The news that The First Avenger: Captain America had chosen to follow the holy mythology and give Cap a sidekick upset a few people. Screams of Batman, Robin, Chris O'Donnell and Joel Schumacher were subdued, but they were there. I was all set to write about the perils and potential of having a sidekick in movies, but I decided you all might be sick of hearing strictly from me. Plus, the topic of sidekicks seems to beg for ... well, a sidekick. Since I don't have one that can talk, I fired off a quick plea to my friend Justin Gray. The co-writer of DC's Jonah Hex and Power Girl, IDW's The Last Resort, and Image's Random Acts of Violence (hits stores on April 28th!), he is the comic and movie guy I like to bug on a daily basis, and he lets me. He agreed to be the Col. Mortimer to my Manco, put up with my silly early morning questions, and share his thoughts on what makes a sidekick good, bad, and problematic.
I hope you enjoy. If you do, go buy all his and Jimmy Palmiotti's books as payment. Every moment I keep him away from his desk is another that he can't script. So thank him in the comments.
Elisabeth: Hearing Captain America's movie was going to include Bucky immediately provoked a lot of complaints and comparisons to Robin. People fear sidekicks and yet they're an integral part of the hero's arsenal. Why is that, my dear Mr. Gray?

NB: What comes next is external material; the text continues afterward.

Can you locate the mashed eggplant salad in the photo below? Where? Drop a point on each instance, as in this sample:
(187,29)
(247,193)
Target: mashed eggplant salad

Justin: Back when the majority of the comic book reading audience was made up of children, sidekicks were created to help foster a connection between the reader and the material. Kids were to imagine that they could go along with their heroes on adventures and that they were integral to the hero's success. It didn't take long for the innocence of the teen sidekick to be twisted by "concerned" members of society into something perverse.